I am the messenger….

About a year ago, I read an amazing book called “The Messenger” by a very talented Australian author called Markus Zusak. It changed me….good books can do that. I gave a copy to a friend last night because some of the things he has been saying made me think that this is a book he needs to read; maybe it’s a book you need to read too.

A few times a year, there are people who knock on our front door to deliver a message. I’ll give you a hint: they always arrive in pairs, they dress very smartly and, in my case, they usually either have a Canadian or Irish accent….to be sure. They have something they are sure I need to hear, a message they feel compelled to deliver- all I feel is compelled to slam the door (which I’ve never actually done, though I have developed a great line that sends them packing…) because whatever it is they are saying, whatever they are ‘selling’, it doesn’t look all that attractive to me. Most of the time they look dour and serious and like they are under compulsion, like my life depends on my accepting what they have to say…or at least a pamphlet about it.I don’t want to knock the people. They have to be sincere to face the ridicule and possible aggression of the strangers on whose doors they knock. They are sincere and it’s nice to think that someone cares enough about my soul to want to go out of their way to tell me about it…but do they? And do I want what they have? If it makes me look like that, and by ‘that’ I mean the look that is a perfect cross between “What is quantum physics about anyway?” and serious constipation?

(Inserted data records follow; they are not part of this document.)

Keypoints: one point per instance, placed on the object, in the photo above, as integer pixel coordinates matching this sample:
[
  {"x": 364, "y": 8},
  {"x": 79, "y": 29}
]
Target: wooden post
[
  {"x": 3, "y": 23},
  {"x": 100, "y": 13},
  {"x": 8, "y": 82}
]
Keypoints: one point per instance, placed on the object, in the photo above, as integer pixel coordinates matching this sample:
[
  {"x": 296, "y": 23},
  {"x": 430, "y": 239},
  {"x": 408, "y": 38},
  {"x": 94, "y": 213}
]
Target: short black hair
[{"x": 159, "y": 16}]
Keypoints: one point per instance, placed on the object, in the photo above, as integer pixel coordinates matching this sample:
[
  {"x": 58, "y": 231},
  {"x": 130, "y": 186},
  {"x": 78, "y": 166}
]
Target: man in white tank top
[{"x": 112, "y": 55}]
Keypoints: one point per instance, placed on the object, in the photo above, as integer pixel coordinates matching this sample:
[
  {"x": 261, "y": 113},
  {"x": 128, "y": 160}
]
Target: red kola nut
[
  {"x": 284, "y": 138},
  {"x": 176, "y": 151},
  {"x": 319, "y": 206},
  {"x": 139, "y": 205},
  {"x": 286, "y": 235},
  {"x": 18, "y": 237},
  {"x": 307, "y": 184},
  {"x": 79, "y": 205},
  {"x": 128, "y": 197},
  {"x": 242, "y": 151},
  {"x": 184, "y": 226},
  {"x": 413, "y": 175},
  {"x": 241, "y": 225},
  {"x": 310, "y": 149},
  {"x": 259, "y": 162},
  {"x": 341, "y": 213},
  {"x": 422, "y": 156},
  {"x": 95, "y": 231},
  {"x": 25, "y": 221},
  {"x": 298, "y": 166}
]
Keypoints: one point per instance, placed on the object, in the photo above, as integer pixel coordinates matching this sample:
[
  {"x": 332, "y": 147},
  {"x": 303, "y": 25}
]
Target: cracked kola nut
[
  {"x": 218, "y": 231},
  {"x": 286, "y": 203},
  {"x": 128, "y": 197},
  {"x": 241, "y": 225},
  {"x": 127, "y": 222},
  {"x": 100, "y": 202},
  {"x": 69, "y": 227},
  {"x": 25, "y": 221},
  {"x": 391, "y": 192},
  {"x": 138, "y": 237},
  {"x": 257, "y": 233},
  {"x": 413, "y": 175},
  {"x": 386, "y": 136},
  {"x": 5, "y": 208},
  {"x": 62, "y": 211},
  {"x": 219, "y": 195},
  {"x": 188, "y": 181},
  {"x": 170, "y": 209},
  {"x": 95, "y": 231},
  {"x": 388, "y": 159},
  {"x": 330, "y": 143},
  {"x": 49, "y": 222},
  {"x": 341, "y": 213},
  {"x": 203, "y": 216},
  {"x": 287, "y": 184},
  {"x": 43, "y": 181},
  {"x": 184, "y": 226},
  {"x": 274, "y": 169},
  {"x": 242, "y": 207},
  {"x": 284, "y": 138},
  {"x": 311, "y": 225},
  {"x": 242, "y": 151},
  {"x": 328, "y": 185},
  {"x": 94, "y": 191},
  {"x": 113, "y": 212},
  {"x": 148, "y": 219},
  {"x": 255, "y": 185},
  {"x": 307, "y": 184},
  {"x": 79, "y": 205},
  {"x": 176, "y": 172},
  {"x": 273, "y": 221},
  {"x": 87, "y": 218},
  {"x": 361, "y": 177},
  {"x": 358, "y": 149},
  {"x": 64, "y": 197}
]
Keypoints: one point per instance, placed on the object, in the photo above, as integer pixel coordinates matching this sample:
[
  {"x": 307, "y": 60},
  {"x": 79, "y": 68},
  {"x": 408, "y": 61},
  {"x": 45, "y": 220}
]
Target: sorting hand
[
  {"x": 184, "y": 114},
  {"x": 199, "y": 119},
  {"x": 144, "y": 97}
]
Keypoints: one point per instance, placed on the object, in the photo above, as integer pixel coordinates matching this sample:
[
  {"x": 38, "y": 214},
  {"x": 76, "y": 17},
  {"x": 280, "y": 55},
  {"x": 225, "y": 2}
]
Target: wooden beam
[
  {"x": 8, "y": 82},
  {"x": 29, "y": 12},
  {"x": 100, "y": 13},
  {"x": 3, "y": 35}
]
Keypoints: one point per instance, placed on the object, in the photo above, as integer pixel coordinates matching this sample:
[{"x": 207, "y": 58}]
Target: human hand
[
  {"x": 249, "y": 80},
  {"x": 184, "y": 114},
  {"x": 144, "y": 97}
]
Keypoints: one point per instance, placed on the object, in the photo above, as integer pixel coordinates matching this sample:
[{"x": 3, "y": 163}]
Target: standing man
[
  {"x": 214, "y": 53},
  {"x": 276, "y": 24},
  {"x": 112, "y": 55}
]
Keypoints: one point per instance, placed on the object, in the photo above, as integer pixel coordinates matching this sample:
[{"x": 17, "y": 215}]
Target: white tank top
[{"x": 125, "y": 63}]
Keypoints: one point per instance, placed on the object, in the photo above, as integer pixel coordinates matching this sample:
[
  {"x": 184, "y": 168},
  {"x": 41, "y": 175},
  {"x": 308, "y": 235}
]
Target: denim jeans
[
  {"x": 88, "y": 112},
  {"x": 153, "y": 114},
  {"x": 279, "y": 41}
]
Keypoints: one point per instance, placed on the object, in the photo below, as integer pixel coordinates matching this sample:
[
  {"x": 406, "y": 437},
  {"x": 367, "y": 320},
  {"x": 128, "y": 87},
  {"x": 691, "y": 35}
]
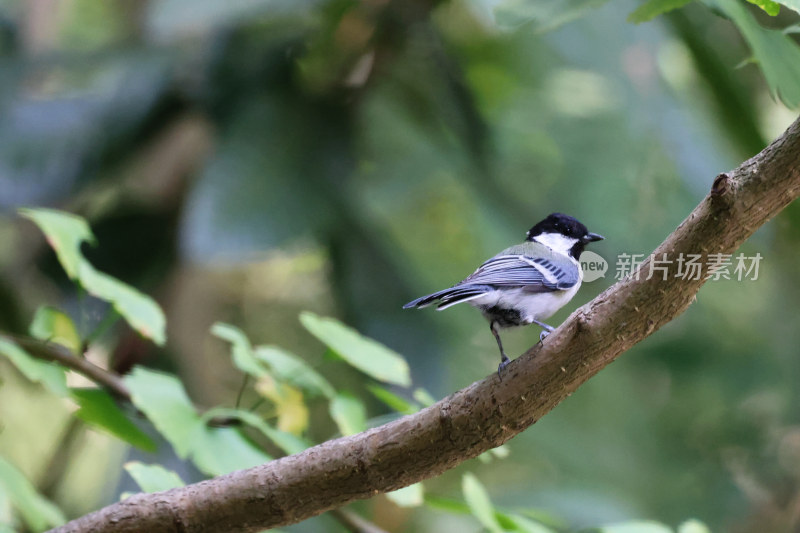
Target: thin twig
[{"x": 49, "y": 351}]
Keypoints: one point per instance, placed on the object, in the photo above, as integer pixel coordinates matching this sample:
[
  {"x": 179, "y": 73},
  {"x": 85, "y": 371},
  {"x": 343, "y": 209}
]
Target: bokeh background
[{"x": 245, "y": 160}]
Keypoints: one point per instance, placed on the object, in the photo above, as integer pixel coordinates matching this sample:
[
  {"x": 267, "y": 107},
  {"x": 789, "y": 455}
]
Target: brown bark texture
[{"x": 489, "y": 412}]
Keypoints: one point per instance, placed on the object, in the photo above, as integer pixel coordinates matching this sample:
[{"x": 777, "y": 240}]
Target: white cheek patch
[{"x": 556, "y": 242}]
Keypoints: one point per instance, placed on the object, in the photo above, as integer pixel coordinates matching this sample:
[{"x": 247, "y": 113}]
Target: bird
[{"x": 524, "y": 284}]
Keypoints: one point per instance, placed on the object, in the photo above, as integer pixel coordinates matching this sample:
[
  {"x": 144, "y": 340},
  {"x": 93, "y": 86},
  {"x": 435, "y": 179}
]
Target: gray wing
[{"x": 544, "y": 274}]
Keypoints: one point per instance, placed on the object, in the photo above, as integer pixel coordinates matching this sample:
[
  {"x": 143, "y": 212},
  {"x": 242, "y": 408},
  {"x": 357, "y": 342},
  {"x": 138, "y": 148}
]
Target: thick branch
[{"x": 487, "y": 413}]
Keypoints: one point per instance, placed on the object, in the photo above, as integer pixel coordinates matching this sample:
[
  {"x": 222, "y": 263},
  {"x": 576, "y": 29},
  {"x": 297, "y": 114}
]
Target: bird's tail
[{"x": 452, "y": 296}]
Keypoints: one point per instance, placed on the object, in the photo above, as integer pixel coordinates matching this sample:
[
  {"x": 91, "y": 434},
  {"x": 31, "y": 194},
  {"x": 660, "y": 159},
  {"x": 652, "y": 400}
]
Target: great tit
[{"x": 526, "y": 283}]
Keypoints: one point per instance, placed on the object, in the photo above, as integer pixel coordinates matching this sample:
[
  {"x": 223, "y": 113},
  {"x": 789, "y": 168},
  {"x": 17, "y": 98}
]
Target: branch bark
[{"x": 489, "y": 412}]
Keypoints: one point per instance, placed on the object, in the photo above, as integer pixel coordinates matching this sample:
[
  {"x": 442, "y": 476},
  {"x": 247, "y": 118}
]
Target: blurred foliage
[{"x": 245, "y": 160}]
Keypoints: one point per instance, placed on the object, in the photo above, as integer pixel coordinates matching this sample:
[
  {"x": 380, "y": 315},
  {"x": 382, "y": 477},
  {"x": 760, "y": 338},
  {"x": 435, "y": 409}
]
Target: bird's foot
[{"x": 503, "y": 364}]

What “The Messenger” taught me is this: I am not the messenger. My job is not to deliver some mystical message that, with enough clever arguments or catchy cliche’s, will convince people of the truth of what I have to say, will change their lives and make everything better. I have no message. I AM THE MESAGE.

They said that I’d end up in a mental institution, and that was before I wanted to kill myself. I should really be there, but I’m not, I’m happy and I love life. I don’t need to sell you anything. I don’t need to convert you to anything. I don’t need to convince you of anything.If you stop long enough to get to know me, you’ll find out why. If you look closely enough, you will see the handwriting on the pages of my life and you’ll know for yourself. I’m not perfect, but I’m open. Read me if you can….

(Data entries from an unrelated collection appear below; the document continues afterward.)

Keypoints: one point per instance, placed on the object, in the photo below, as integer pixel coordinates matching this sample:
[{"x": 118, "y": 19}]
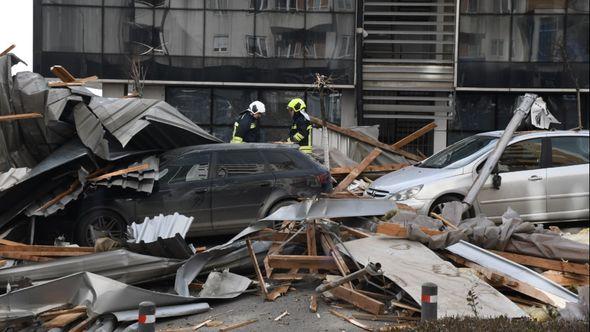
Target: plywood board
[{"x": 410, "y": 264}]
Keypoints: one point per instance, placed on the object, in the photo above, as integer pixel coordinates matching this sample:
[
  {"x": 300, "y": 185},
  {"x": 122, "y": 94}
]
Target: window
[
  {"x": 256, "y": 45},
  {"x": 567, "y": 151},
  {"x": 346, "y": 47},
  {"x": 238, "y": 163},
  {"x": 220, "y": 43},
  {"x": 280, "y": 161},
  {"x": 258, "y": 4},
  {"x": 318, "y": 4},
  {"x": 192, "y": 167},
  {"x": 521, "y": 156}
]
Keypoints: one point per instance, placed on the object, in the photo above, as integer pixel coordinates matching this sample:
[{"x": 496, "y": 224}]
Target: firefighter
[
  {"x": 246, "y": 128},
  {"x": 300, "y": 132}
]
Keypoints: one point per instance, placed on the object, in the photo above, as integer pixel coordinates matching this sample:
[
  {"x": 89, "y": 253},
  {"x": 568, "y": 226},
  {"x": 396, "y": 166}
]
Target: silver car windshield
[{"x": 460, "y": 153}]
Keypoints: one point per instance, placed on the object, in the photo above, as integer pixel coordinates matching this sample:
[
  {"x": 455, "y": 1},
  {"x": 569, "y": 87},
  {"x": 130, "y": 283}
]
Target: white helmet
[{"x": 257, "y": 107}]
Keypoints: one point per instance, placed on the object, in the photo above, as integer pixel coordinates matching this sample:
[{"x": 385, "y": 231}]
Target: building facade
[{"x": 398, "y": 64}]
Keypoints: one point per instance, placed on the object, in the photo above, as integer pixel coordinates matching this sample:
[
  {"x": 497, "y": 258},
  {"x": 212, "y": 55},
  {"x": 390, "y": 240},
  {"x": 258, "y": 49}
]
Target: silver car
[{"x": 543, "y": 176}]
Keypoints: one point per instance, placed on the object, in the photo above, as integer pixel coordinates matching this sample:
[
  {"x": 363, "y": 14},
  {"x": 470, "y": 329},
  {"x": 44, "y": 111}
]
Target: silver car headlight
[{"x": 406, "y": 194}]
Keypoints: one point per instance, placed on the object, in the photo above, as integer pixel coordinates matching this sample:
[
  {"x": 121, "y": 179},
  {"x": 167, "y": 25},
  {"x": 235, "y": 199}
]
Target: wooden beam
[
  {"x": 62, "y": 73},
  {"x": 7, "y": 50},
  {"x": 545, "y": 263},
  {"x": 358, "y": 169},
  {"x": 393, "y": 229},
  {"x": 257, "y": 269},
  {"x": 301, "y": 262},
  {"x": 413, "y": 136},
  {"x": 370, "y": 168},
  {"x": 24, "y": 257},
  {"x": 136, "y": 168},
  {"x": 237, "y": 325},
  {"x": 22, "y": 116},
  {"x": 366, "y": 139},
  {"x": 312, "y": 249}
]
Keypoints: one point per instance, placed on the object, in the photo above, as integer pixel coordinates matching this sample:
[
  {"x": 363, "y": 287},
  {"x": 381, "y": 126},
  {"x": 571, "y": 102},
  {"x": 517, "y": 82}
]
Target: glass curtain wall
[
  {"x": 523, "y": 44},
  {"x": 272, "y": 41}
]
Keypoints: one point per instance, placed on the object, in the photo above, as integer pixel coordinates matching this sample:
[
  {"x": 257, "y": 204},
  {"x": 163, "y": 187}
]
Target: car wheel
[
  {"x": 437, "y": 206},
  {"x": 97, "y": 222}
]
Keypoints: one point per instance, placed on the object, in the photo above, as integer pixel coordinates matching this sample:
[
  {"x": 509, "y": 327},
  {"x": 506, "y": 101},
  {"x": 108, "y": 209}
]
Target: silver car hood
[{"x": 412, "y": 176}]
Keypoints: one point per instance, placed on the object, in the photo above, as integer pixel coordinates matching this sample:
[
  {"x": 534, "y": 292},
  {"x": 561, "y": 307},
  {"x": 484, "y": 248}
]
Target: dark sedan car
[{"x": 223, "y": 186}]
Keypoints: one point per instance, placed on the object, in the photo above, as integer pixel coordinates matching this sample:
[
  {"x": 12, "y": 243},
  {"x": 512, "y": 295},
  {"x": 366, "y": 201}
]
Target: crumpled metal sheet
[
  {"x": 12, "y": 176},
  {"x": 160, "y": 226},
  {"x": 191, "y": 268},
  {"x": 224, "y": 285},
  {"x": 120, "y": 265},
  {"x": 332, "y": 208},
  {"x": 142, "y": 181},
  {"x": 99, "y": 294},
  {"x": 514, "y": 270},
  {"x": 126, "y": 118},
  {"x": 164, "y": 312}
]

“I stand before it, heart beating in my chest, sweaty palms, shaking hands. This book so old it’s ancient, its cover battered, worn and faded- bearing the marks of its journey through many hands.
Extending trembling fingers toward its once blood-red cover I pause. Am I worthy of its secrets? Will its mysteries leap unbidden from those unseen pages? Can I learn the truth I so desperately seek?
I touch it and turn the page. There is no epiphany. There are nothing but unreadable symbols scrawled across the paper, locked from me in the sweat-stained pages, thumbed on every corner.
I know there should be something here, I was told there would be. Others have come searching here- I can tell by the absence of dust, of mildew or the smell of neglect. Others have come and I followed but there are no answers for me here.
The rustling of my search has faded, the fanning pages kiss my face with a farewell breeze…and then I see it-the handwriting in the corner and a name, and I know the book is me.”